Ait Benhaddou
TIME : 2016/2/22 12:04:05
Ait Benhaddou
Home to some of Morocco’s best preserved Kasbahs, the UNESCO-World Heritage listed city of Aït Benhaddou once occupied a prominent position on the trans-Saharan trade route and is now one of the country’s most famous attractions. Sculpted from traditional mud bricks, the town is a striking sight, perched on the edge of the High Atlas Mountains and fortified by walls of dark red pisé.
The highlight of the city is the Telouet Kasbah, once the lavish 20th-century home of notorious Thami el Glaoui, ‘the Lord of the Atlas’, who was both a pasha of Marrakech and the chief of the Berber Glaoua tribe, and famously conspired to overthrow Sultan Mohammed V. Since his death in 1956, Aït Benhaddou fell into ruin, but traces of its former glory linger on in the immaculately restored buildings, the magnificent hilltop Granary and the elaborate Mausoleum of Benhaddou.

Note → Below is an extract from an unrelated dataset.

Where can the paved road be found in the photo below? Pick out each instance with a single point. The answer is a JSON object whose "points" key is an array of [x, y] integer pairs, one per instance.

As well as making a popular side trip for those visiting the Sahara from Marrakech, Aït Benhaddou also boasts an impressive resume of film credits, serving as a set location for a number of international movies. The city’s dramatic edifice and mountain backdrop has graced the big screen in films like Lawrence of Arabia, Gladiator, Jesus of Nazareth and Babel, and was most recently used as a filming location for HBO’s fantasy series Game of Thrones.